Apache spark its place within a big data stack

  • 1. Its Place Within a Big Data Stack Junjun Olympia
  • 3. A Quick Review of What Spark Is
  • 4. Spark is a fast, large-scale data processing engine ● Runs both in-memory and on-disk ● 10x-100x faster than Hadoop MapReduce ● Can be written in Java, Scala, Python, R, & SQL ● Supports both batch and streaming workflows ● Has several modules ○ Spark Core ○ Spark Streaming ○ Spark MLLib ○ GraphX
  • 5. It is the most active open-source project in big data Next three images from http://go.databricks.com/2015-spark-survey
  • 6. Gaining adoption across industries and companies
  • 7. Used to power several different systems
  • 8. (Big) Data systems perform common functions
  • 10. Data can come from several sources ● Existing databases and data warehouses ● Flat files from legacy systems ● Web, mobile, and application logs ● Data feeds from social media ● IoT devices
  • 11. Extract from database: Sqoop vs Spark JDBC API $ sqoop import --connect jdbc:postgresql:dbserver --table schema.tablename --fields-terminated-by 't' --lines-terminated-by 'n' --optionally-enclosed-by '" val jdbcDF = sqlContext.read.format("jdbc").options( Map("url" -> "jdbc:postgresql:dbserver", "dbtable" -> "schema.tablename")).load()
  • 12. Read JSON files // JSON file as a dataframe val df = sqlContext.read.json("people.json") CREATE TEMPORARY TABLE people USING org.apache.spark.sql.json OPTIONS (path 'people.json')

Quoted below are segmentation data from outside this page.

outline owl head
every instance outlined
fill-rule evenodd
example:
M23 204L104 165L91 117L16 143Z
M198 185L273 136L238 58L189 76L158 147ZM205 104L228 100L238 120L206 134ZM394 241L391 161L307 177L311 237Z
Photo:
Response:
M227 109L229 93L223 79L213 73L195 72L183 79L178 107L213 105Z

  • 13. Ingest streaming data from Kafka import org.apache.spark.streaming.kafka._ val directKafkaStream = KafkaUtils.createDirectStream[ [key class], [value class], [key decoder class], [value decoder class] ]( streamingContext, [map of Kafka parameters], [set of topics to consume]) var offsetRanges = Array[OffsetRange]() directKafkaStream.transform { rdd => offsetRanges = rdd.asInstanceOf[HasOffsetRanges].offsetRanges rdd }.map {...}.foreachRDD { rdd => ... }
  • 14.
  • 16. Data in an analytic pipeline usually need transformation ● Check and/or correct for data quality issues ● Handle missing values ● Cast values into specific data types or formats ● Compute derived fields ● Split or merge records to achieve desired granularity ● Join with another dataset (i.e. reference lookups) ● Restructure as required by downstream applications or target databases
  • 17. There’s plenty of tools that do this ● Before big data ○ Informatica PowerCenter ○ Pentaho Kettle ○ Talend ○ SSIS ○ OWB ● Early Hadoop ○ Apache Pig ○ Hive via HQL ○ Plain ol’ MapReduce ● Spark core, Streaming, DataFrames
  • 18.
  • 20. Data can then be stored several different ways ● As self-describing files like Parquet, Avro, JSON, XML ● Hive metastore-managed tables ● Other low-latency SQL-on-Hadoop engines (i.e. Impala, Drill, Kudu) ● Key-value and wide-table databases for fast random access (i.e. HBase, Cassandra) ● Search databases (i.e. ElasticSearch, Solr) ● Conventional data warehouses and databases
  • 21.
  • 23. There’s plenty of tools here, too ● Databases offering JDBC/ODBC connectivity ○ Hive, Impala, Drill ○ MPP data warehouses ○ Spark SQL via JDBC Thrift Server ● BI Tools via SQL ○ Qlikview ○ Tableau ○ Pentaho BI ● For richer analyses beyond Spark SQL ○ Spark shell ○ Better with notebooks (i.e. Zeppelin, Jupyter)
  • 24.
  • 25.
  • 26. Spark is an essential part of the modern big data stack.
  • 27. A unified framework such as Spark offers benefits, too ● Fewer moving pieces ● Smaller stack to administer and manage ● Common languages ● Familiar patterns ● Encourages team members to become cross-functional
  • 28. Some common questions about Spark
  • 29. Is Spark a database?
  • 30. Fine; is it a data warehouse then?
  • 31. Is Spark a Hadoop replacement?
  • 32. Are there other technologies similar to Spark?